Wyoming Game and Fish Wolf Biologist Ken Mills inspects a sedated young adult female wolf from the Pacific Creek Pack near near Moran, WY. The animal was captured in the Spread Creek drainage, which is an unusual location for them as they are typically north of Togwotee Pass.

So far this winter, approximately 43 new collars have been deployed, bringing the total number of marked animals to over 75 within the state's trophy game management area. Managers like to have at least 1-2 collared animals in each pack to monitor the changing distribution and derive an accurate count for the population. The Department has also been deploying additional GPS collars to assist in cooperative research projects with University of California-Berkeley, the National Elk Refuge, and Grand Teton National Park. Regular aerial surveys are flown to keep tabs on the collared animals and their associated packs.

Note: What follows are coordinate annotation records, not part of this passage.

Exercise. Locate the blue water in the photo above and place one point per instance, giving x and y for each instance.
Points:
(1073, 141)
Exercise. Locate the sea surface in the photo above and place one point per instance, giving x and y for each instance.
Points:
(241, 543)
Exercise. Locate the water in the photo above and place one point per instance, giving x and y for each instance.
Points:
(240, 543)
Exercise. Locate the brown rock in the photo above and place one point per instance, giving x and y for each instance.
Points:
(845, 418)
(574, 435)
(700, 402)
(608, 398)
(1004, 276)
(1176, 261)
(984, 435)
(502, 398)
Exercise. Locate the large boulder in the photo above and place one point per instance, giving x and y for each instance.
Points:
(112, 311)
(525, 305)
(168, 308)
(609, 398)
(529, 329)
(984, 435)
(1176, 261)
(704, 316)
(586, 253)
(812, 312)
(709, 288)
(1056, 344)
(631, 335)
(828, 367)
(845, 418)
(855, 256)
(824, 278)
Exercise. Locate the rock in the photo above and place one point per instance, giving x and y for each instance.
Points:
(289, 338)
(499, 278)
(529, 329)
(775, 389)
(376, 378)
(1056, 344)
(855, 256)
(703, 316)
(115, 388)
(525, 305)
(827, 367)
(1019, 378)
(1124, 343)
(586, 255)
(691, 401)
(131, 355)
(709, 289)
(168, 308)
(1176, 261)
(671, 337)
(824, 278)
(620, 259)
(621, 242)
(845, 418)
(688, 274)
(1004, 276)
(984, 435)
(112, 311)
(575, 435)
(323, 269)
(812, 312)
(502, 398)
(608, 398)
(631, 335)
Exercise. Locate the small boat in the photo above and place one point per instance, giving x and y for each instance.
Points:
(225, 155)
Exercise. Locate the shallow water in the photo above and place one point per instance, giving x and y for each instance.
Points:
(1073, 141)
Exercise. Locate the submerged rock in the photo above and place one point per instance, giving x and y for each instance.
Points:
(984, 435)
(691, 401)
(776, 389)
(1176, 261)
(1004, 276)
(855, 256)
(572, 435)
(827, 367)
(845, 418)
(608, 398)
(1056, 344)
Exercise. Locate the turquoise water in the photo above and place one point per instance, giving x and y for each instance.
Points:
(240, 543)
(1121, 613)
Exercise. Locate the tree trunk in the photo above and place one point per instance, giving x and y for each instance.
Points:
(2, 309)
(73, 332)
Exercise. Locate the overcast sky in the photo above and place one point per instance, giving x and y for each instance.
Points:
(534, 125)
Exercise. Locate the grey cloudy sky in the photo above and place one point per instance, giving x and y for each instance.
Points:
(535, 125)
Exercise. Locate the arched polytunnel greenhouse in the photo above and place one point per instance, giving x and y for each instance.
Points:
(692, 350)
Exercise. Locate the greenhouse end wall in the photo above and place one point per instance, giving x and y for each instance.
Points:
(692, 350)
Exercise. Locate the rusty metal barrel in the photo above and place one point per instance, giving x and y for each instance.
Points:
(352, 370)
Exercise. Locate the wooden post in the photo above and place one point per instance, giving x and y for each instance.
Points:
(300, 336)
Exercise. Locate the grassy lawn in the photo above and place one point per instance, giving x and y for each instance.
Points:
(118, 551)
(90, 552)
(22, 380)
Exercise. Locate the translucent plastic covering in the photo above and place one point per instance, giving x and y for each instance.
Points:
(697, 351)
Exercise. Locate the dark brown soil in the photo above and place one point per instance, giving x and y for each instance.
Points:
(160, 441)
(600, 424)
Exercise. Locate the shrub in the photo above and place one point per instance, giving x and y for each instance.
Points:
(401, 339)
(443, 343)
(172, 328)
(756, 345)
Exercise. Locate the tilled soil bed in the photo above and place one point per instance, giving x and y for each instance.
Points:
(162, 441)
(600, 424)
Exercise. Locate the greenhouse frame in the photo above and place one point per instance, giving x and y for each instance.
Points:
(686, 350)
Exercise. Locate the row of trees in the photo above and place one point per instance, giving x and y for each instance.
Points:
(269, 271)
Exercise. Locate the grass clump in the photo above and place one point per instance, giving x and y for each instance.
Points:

Game and Fish Wolf Biologist Ken Mills reads the scale as a young adult female from the Horsetail Creek pack is weighed at a handling station near Kelly recently. The animal's GPS collar had failed and was being replaced.

Most of the captures are handled in the field away from people by a contracted professional wildlife capture crew. The crew will typically net-gun the animals, collect blood and other biological samples, fit it with a GPS collar or traditional VHF radio collar and release it on-site. The battery life will allow the GPS collar to record the animals' travels in detail for approximately 2-3 years; traditional radio collars last 7 years. In addition, the Department’s Large Carnivore biologists also venture into the field to follow-up on reported sightings, which helps gain accurate counts of wolves, as well as assist with the aerial captures each year.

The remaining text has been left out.